Leslie taught English at the university, and at the Fort wrote “Love and Death in the American Novel.”  The children quickly discovered that disturbing Leslie while he wrote would trigger him to put his foot through the closed door with much bellowing.  He famously told the children to get out for “vigorous outdoor play!”  Carol was afraid of Leslie.

I was not afraid of him because after our father died he brought us gifts from Greece.  I remember him from the vantage of a small child, looking up at a kindly man.

I was a year old when Robert bought the house at 334 N Ave West in Missoula with a $5,000 loan from his father, Emil.  Three years later our father died of cancer.

What should I tell about next?  I don’t remember the first years in our house well.  My father’s sister Marion convinced mother to send me to live with my grandparents in Kalispell until after Robert’s terminal illness and his funeral.  Both places were important to me.

This was the era of the “absent Buddy.”  He wasn’t in Kalispell and he wasn’t in Missoula, but he was terribly, tragically, absent from both.  I encountered much left behind in his wake.  Tears, sadness, but also physical things like games, toys, books, electronics, a camera, a radio, bullets and a rifle.  Fishing gear.  Oilstone and knives.  The stuff a high school boy would leave behind, just as I left things behind for my own nephews, eventually.

My nephews found cooler stuff I’d left behind than the stuff I found from my uncle Buddy.  I left behind a .32 caliber starting pistol that shot blanks only, two .22 rifles, both bolt action.  Many pairs of handcuffs and leg irons, which I collected.  Many magical apparatuses, including linking rings, trick dice, card tricks, tubes, wands, fake thumbs and fingers, silk handkerchiefs, special paint for the fake thumbs and fingers, special powder for gliding cards, production tubes for silks, fake pitchers for pouring milk into hats, books about Houdini, card tricks.  (Eventually, one of my nephews gave me a small stack of the magic books.)  

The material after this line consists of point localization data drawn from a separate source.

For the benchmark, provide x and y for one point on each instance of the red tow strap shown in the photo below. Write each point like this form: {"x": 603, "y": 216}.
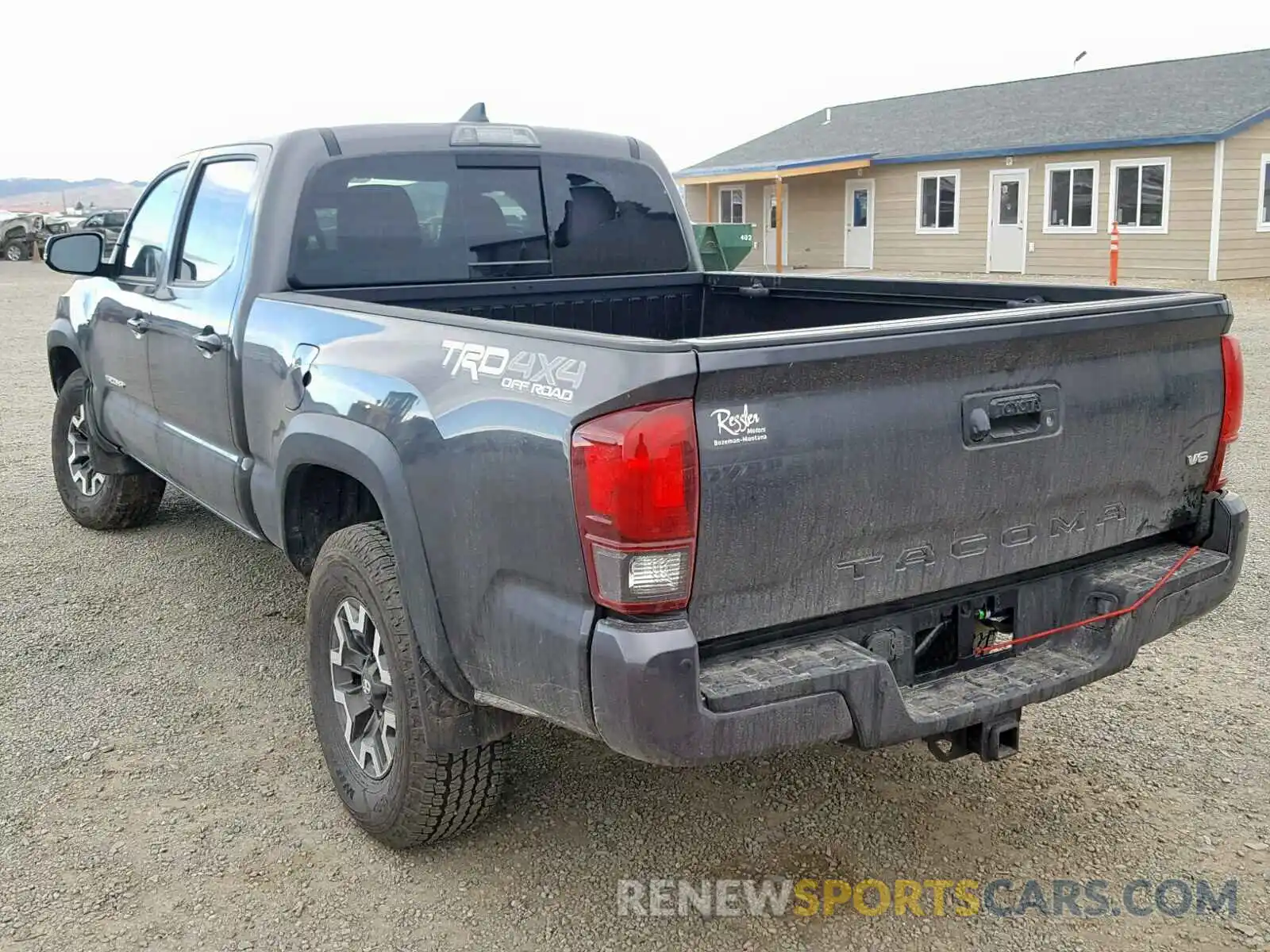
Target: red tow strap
{"x": 1106, "y": 616}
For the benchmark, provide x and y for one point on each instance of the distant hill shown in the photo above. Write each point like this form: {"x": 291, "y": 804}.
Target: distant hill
{"x": 46, "y": 194}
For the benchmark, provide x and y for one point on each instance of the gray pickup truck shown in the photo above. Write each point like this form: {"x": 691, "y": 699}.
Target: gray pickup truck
{"x": 535, "y": 463}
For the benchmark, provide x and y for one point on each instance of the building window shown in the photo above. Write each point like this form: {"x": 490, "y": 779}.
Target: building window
{"x": 1071, "y": 197}
{"x": 1140, "y": 194}
{"x": 1264, "y": 192}
{"x": 939, "y": 198}
{"x": 732, "y": 206}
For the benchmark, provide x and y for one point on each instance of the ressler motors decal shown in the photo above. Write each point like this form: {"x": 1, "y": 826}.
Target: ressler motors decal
{"x": 745, "y": 427}
{"x": 525, "y": 372}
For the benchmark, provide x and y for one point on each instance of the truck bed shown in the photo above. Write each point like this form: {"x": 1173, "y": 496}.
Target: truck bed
{"x": 694, "y": 306}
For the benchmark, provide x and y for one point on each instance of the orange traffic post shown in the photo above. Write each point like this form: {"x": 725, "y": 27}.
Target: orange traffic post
{"x": 780, "y": 226}
{"x": 1114, "y": 268}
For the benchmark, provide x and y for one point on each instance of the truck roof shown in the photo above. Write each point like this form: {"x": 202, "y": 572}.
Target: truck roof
{"x": 393, "y": 137}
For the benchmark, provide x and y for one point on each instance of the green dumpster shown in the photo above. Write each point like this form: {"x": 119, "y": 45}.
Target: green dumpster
{"x": 724, "y": 247}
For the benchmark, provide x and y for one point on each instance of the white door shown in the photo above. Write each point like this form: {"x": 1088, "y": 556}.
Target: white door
{"x": 1007, "y": 221}
{"x": 770, "y": 225}
{"x": 857, "y": 240}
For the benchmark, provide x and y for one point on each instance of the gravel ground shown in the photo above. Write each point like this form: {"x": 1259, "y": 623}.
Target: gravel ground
{"x": 162, "y": 785}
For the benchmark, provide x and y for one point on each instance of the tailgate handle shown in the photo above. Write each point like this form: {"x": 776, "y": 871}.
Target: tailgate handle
{"x": 991, "y": 418}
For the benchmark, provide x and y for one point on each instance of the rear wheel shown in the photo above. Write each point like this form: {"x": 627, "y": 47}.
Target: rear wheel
{"x": 95, "y": 499}
{"x": 368, "y": 689}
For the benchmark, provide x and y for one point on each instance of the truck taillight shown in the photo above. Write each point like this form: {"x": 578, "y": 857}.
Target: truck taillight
{"x": 1232, "y": 410}
{"x": 635, "y": 490}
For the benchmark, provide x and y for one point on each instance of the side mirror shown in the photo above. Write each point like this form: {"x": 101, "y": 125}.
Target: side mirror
{"x": 75, "y": 253}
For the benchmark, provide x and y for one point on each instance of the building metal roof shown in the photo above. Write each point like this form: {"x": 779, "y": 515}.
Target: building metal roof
{"x": 1174, "y": 102}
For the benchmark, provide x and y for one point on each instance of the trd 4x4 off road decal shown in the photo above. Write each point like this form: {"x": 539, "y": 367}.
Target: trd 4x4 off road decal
{"x": 524, "y": 372}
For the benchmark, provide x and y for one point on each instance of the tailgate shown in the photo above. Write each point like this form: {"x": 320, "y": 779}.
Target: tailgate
{"x": 859, "y": 466}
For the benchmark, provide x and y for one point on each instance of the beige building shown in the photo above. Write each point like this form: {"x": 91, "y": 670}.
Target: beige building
{"x": 1020, "y": 178}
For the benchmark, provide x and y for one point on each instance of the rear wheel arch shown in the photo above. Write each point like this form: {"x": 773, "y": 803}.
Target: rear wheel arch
{"x": 323, "y": 454}
{"x": 63, "y": 362}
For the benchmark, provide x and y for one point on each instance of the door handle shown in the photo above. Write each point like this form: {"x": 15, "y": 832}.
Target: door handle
{"x": 209, "y": 342}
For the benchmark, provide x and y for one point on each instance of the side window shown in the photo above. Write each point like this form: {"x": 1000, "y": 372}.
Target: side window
{"x": 216, "y": 220}
{"x": 152, "y": 228}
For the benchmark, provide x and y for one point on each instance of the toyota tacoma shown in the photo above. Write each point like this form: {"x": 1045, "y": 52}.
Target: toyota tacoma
{"x": 535, "y": 463}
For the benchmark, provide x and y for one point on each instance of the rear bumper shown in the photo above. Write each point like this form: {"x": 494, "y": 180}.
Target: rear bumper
{"x": 656, "y": 700}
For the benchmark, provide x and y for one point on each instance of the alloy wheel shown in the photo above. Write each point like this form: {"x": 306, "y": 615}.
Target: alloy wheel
{"x": 80, "y": 457}
{"x": 362, "y": 689}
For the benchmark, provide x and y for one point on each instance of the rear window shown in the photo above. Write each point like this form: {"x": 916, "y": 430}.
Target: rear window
{"x": 417, "y": 219}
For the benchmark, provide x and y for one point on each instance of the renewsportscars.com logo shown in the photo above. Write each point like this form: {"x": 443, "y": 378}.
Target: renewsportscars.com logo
{"x": 1083, "y": 899}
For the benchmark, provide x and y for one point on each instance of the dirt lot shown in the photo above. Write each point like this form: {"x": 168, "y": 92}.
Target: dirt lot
{"x": 162, "y": 786}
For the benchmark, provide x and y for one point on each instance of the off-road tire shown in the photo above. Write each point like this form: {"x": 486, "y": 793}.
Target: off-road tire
{"x": 124, "y": 501}
{"x": 425, "y": 797}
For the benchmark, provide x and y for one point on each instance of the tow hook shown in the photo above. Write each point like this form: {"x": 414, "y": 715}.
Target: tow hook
{"x": 992, "y": 740}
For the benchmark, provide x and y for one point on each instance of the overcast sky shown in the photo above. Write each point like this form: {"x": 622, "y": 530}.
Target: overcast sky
{"x": 145, "y": 80}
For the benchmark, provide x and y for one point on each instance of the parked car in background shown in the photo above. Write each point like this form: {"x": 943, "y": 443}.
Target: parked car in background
{"x": 110, "y": 224}
{"x": 18, "y": 235}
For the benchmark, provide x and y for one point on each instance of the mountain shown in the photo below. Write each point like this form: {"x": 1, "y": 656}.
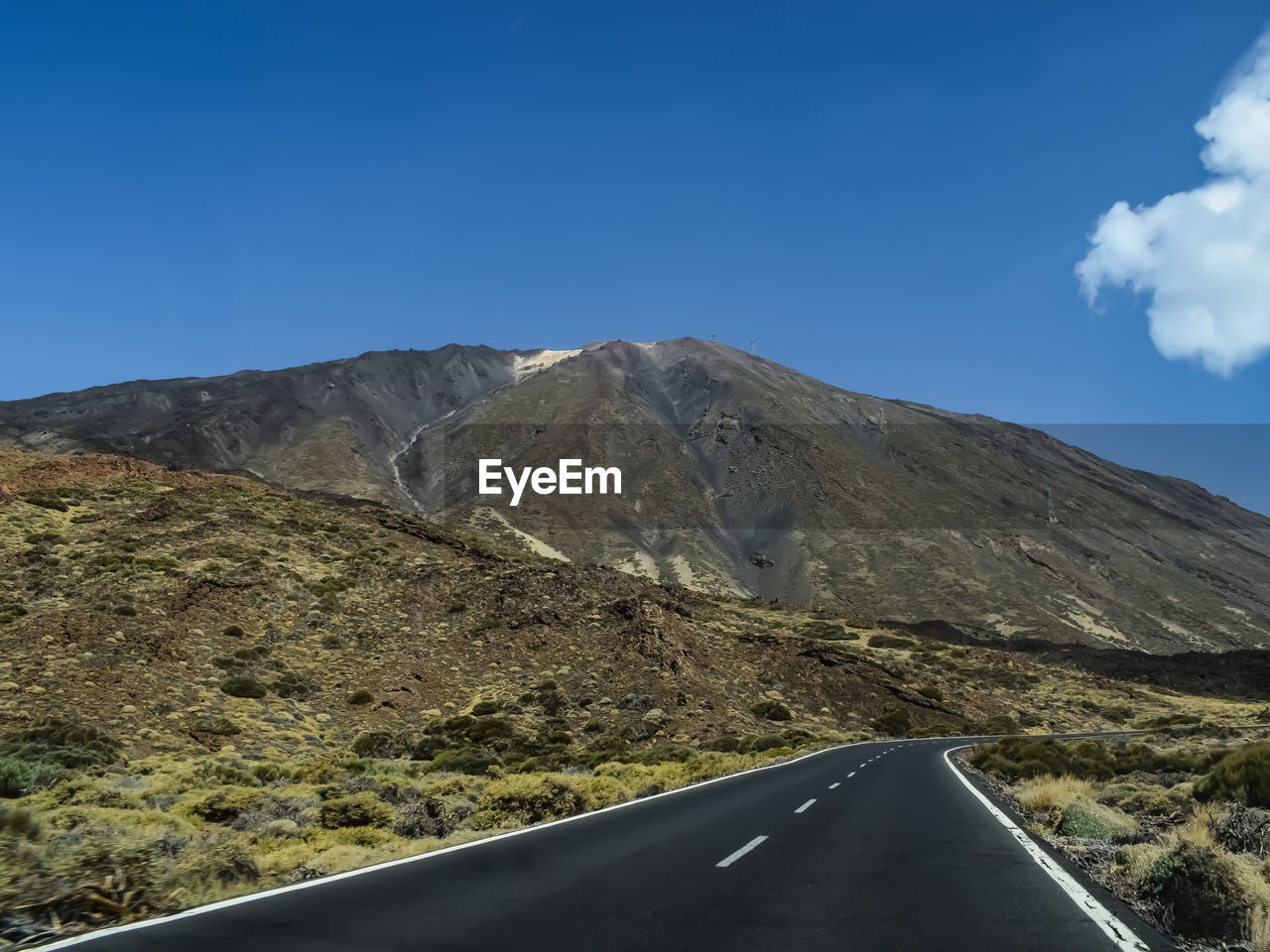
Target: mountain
{"x": 740, "y": 477}
{"x": 211, "y": 687}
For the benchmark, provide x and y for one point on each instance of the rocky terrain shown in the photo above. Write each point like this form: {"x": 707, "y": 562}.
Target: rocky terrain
{"x": 211, "y": 685}
{"x": 742, "y": 477}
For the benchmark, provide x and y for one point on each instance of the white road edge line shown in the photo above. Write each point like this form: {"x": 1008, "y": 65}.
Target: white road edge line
{"x": 417, "y": 858}
{"x": 739, "y": 853}
{"x": 1116, "y": 930}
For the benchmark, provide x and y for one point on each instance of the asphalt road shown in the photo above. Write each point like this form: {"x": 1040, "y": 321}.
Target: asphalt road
{"x": 871, "y": 848}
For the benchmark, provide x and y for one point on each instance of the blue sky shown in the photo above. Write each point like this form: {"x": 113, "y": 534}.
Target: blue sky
{"x": 890, "y": 197}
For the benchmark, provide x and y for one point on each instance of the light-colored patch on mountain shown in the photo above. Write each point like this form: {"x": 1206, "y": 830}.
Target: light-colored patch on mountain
{"x": 640, "y": 563}
{"x": 1091, "y": 626}
{"x": 539, "y": 361}
{"x": 326, "y": 457}
{"x": 1001, "y": 626}
{"x": 702, "y": 580}
{"x": 1170, "y": 626}
{"x": 534, "y": 542}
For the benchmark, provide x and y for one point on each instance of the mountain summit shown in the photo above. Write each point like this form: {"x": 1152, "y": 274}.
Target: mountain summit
{"x": 739, "y": 475}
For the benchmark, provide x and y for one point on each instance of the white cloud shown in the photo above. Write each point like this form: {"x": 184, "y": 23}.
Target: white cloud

Then there was the movie cameras, darkroom equipment: trays, enlargers, easels.

Me, as a chid in Kalispell.

I’m getting ahead of myself.

I don’t know whether to tell about our house in Missoula where my mother helped me set up a darkroom that reminded her about Buddy’s photographic exploits just a 10-15 years earlier, or our grandparents’ on the southwestern edge of Kalispell.  I spent a significant part of my early life at both places. Kalispell held mystery.  Our grandparents had five acres with a barn, chicken coop, root cellar, storage shed, garage, and, of course the house where they lived.  It had two stories and a cellar with dirt floor.  The cellar was the best of all because lots of Buddy’s things were stashed on the foundation ledge beneath the floor.